Nereden bilecekti ‘ümmetçi’ denmesine bu kadar bozulacağımızı?
Sultan Abdülhamit’in de izlediği İslam birliği siyaseti gütmek demek, pan-İslamizm.
Madem ağır hakaret sayıyoruz, ne demeye kendi algımıza operasyon çekip durduk ki? Aynen Abdülhamit gibi İslam dünyasının birliğini savunduğumuz, ümmetin umudu olduğumuz, Hristiyan alemiyle din savaşına tutuştuğumuz, gavurdan dost edinemeyeceğimiz, küffarın karşımızda tek millet birleştiği ve Haçlı İttifakı’yla cihada liderlik ettiğimiz izlenimini, kendi ağzımızla biz vermedik mi?

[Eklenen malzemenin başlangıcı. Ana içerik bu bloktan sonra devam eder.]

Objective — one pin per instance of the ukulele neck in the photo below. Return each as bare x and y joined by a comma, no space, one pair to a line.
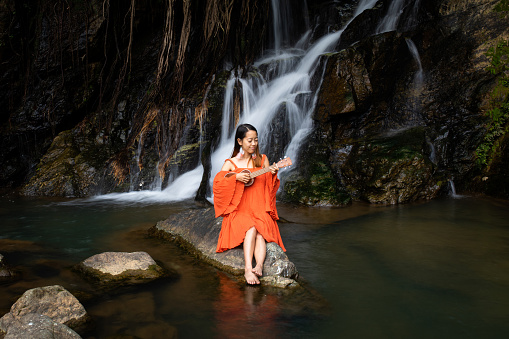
259,172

Madem Atatürk’ün Batılılaşma çizgisinden çıktığımız iddiasına ateş püskürüyoruz…Yerlilik ve milliliği Batılılaşmaya, Cumhuriyet’in modernleşme zihniyetine anti-tez gibi sunarak, ne diye dümeni Batı hayranlığından Batı düşmanlığına kırmışız gibi yanlış bir intiba bıraktık ki?
Kim ne dediğini bilmiyor bu durumda? Kim kavramları karıştırıyor?
Türkiye-AB ilişkilerindeki ikiyüzlülüğe artık bir son vermeye, gerçekçi ve dürüstçe bir yüzleşmeye çağıran Macron mu?
‘Uyduruyor, iftira ediyor’ diyen biz mi?